The throbbing pain in her jaw brought her back. Her eyes opened and she blinked. There was only the flame from one small candle on a rickety wooden table near her. The rest of the chamber was in darkness. She tried to sit up but realized quickly enough that her hands were tied above her head to the slats of a narrow bed that didn’t smell too clean.

“Well, you’re awake. I didn’t mean to hit you so hard, but you deserved it. Think of it as a lesson, one that will be repeated whenever you fail to obey me with proper dispatch and eagerness. Your jaw isn’t broken, I’ve already felt it. Now, my dear, you are nineteen years old. You have come into your inheritance and you will shortly marry. What do you think?”

“I think you’re quite mad.”

“Then you can spend a lot of time on your knees praying our children won’t inherit the madness.

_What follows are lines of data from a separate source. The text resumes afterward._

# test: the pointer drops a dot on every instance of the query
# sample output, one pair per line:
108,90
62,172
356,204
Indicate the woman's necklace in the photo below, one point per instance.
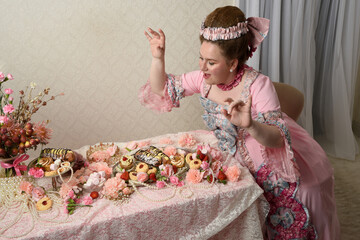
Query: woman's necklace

Ah, yes, there will be children, my dear, as many as I can plant in your belly. I plan to keep you pregnant. A big belly tends to keep a woman lumbering along slowly, all her attention on the babe, on all her little aches and pains. It keeps her silent. Who knows? After birthing a good dozen children perhaps you’ll turn into a model wife. I doubt it, but who can say for sure?”

“Where did you get that idiot bit of wisdom?”

He just smiled and sat down beside her on the narrow bed. She froze and he saw it and smiled more widely. “I know you’re afraid, though you’ll try your best not to show it to me. You’re like your father in that. I remember when we were boys how he led the rest of us into trouble that made his parents’ hair rise off their necks, but he tried
desperately never to show fear; he scoffed at any of us who did. So I know you’re terrified, no use in your trying to hide it. Scream and cry if you like. I care not. Actually it would add spice to our proceedings. No one will hear you. No one will come to your aid. Now, shall we get on with our fleshly revels?”

“I think you’d best wait a moment, Mr. Ffalkes.”

“My name is Roland. Since you will be my wife shortly, I think it appropriate for you to call me by my given name. I now give you my permission to do so.”

“I will call you fool. No, old fool. That surely fits you the best.”

He struck her cheek with his open palm. The sharp, stinging heat of the blow made her gasp, but even that she managed to hold in. No, she wouldn’t show him fear, but dear God it was difficult, so very difficult.